Redis mem_fragmentation_ratio high: jemalloc fragmentation and active defrag
A mem_fragmentation_ratio sustained above 1.5 on a production instance means Redis holds significantly more physical memory (RSS) than its logical dataset size (used_memory), wasting RAM that could hold data or absorb spikes. This is not a memory leak. Redis uses jemalloc by default, which does not return freed pages to the OS eagerly. Deleted or resized keys leave holes in allocator arenas, inflating RSS while used_memory stays flat or drops.
The immediate risk is OOM kill. The Linux OOM killer targets RSS. An instance with 20 GB of logical data and a fragmentation ratio of 2.0 occupies 40 GB RAM. A background fork for RDB or AOF copy-on-write can push RSS over a 48 GB host or cgroup limit and kill the process, even though the dataset appears to fit.
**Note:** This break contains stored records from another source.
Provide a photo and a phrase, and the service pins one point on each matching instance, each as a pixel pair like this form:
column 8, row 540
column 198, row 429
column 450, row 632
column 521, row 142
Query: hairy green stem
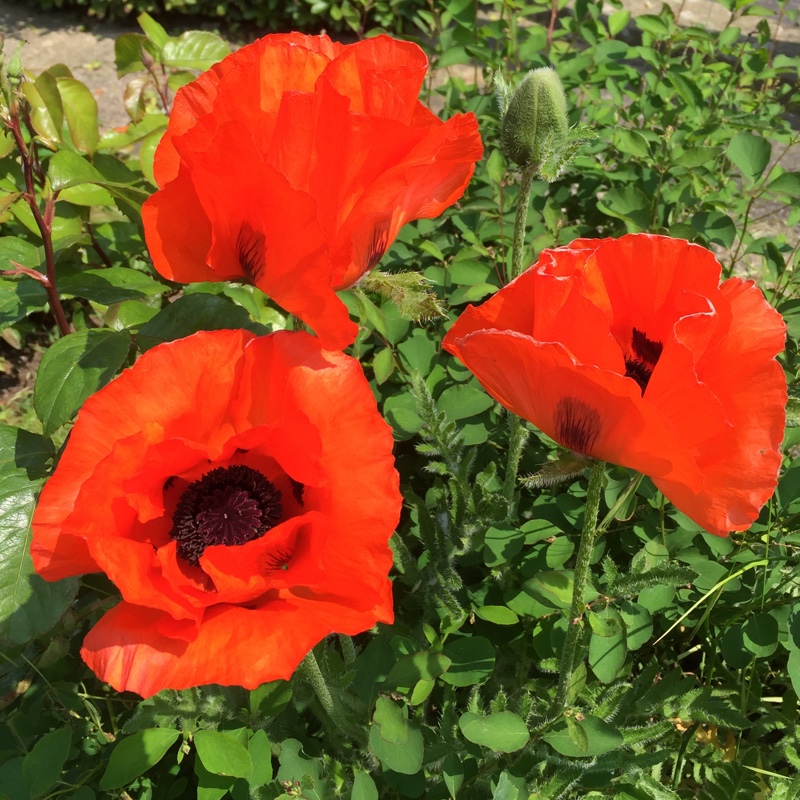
column 517, row 436
column 575, row 622
column 313, row 674
column 521, row 220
Ignore the ratio on instances with less than 50 MB of used_memory. jemalloc’s minimum allocation granularity dominates at small scale. On larger instances, sustained elevation above 1.5 is a capacity incident.
What this means
mem_fragmentation_ratio is used_memory_rss divided by used_memory. A value of 1.0 to 1.1 is optimal; 1.1 to 1.5 is common for active workloads. Sustained values above 1.5 indicate significant waste. Values below 1.0 on instances larger than 100 MB suggest swap, which is catastrophic for latency.
This ratio is coarse. It includes process overhead such as code segments, shared libraries, and stack space, not just allocator fragmentation. For precision, Redis 4.0 and later expose allocator_frag_ratio (allocator_active / allocator_allocated), which isolates true jemalloc external fragmentation. An allocator_frag_ratio above 4.0 warrants attention regardless of the top-level ratio.
The ratio is also unreliable after peak memory events. The allocator holds freed pages for reuse rather than releasing them to the OS. If Redis briefly filled memory with a bulk import and then deleted the keys, used_memory drops but RSS remains at the peak. This produces an artificially high ratio that may not reflect active fragmentation. In this scenario, mem_fragmentation_bytes (the absolute difference between RSS and used_memory) is often more actionable than the ratio itself.
flowchart TD
A[mem_fragmentation_ratio above 1.5] --> B{used_memory below 50MB?}
B -->|Yes| C[Noise: ignore]
B -->|No| D{allocator_frag_ratio above 4.0?}
D -->|Yes| E[True jemalloc fragmentation]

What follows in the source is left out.